Was für ein Zufall: Innerhalb weniger Tage ergingen seitens des Gerichtshof der EU im Rahmen zweier von österreichischen Höchstgerichten angeregten Vorabentscheidungsverfahren Urteile über die Fragestellung, welche haftungsrechtlichen Konsequenzen das Unterlassen einer Umweltverträglichkeitsprüfung (UVP) beim Ausbau von Flughäfen haben kann.

[[image1]]Am 14. März 2013 entschied der Gerichtshof über das Vorabentscheidungsersuchen des Obersten Gerichtshofs (OGH) in der Rechtssache Jutta Leth – den Ausbau des Flughafens Wien-Schwechat betreffend – und am 21. März 2013 erging sein Urteil in der Rechtssache der Erweiterung des Salzburger Flughafens, das ihm der Verwaltungsgerichtshof (VwGH) zur Vorabentscheidung vorgelegt hatte.
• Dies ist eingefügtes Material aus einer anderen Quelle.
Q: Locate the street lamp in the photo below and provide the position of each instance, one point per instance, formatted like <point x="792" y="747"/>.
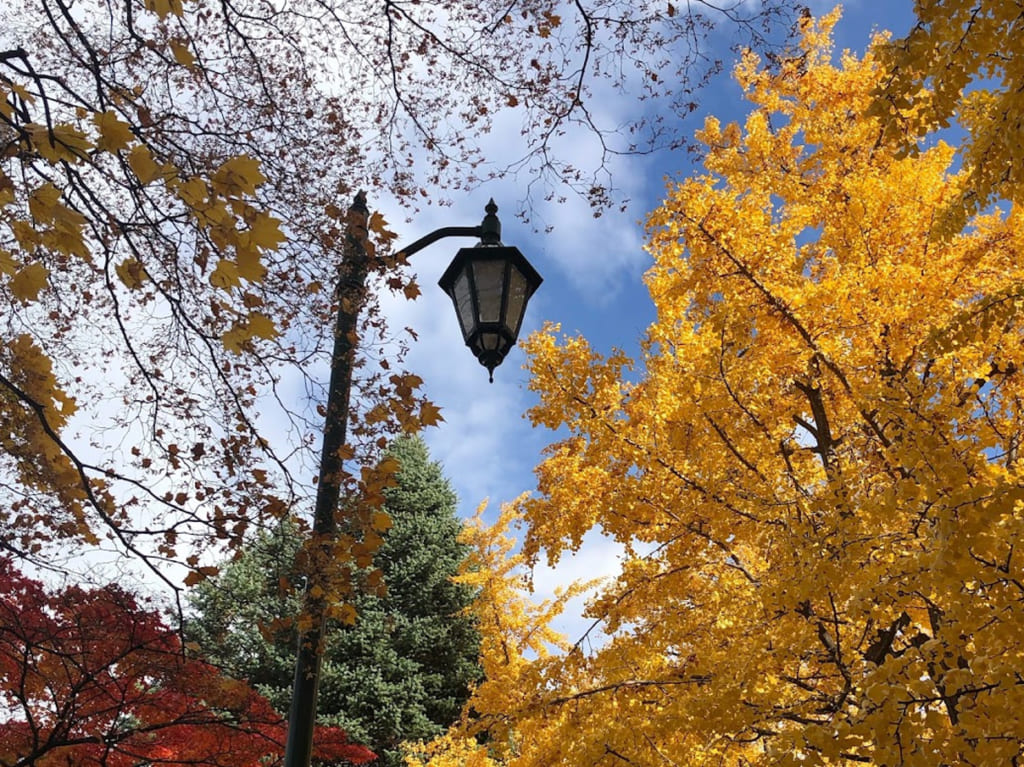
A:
<point x="489" y="285"/>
Im gegenwärtigen Beitrag wird zunächst die Rechtssache Jutta Leth und in der nächsten EU-Infothek vom 2. April 2013 die Causa des Salzburger Flughafens dargestellt und kommentiert.

Bereits Ende Mai des Vorjahres hatte ich Gelegenheit, in der EU-Infothek über die bemerkenswerten Vorgänge am Flughafen Wien-Schwechat zu berichten,[1] der seit 1999 kontinuierlich ausgebaut und vergrößert wurde, ohne dass es dabei aber zur Abhaltung der erforderlichen UVP gemäß der Richtlinie 85/337/EWG des Rates vom 27. Juni 1985[2] (UVP-Richtlinie) gekommen wäre.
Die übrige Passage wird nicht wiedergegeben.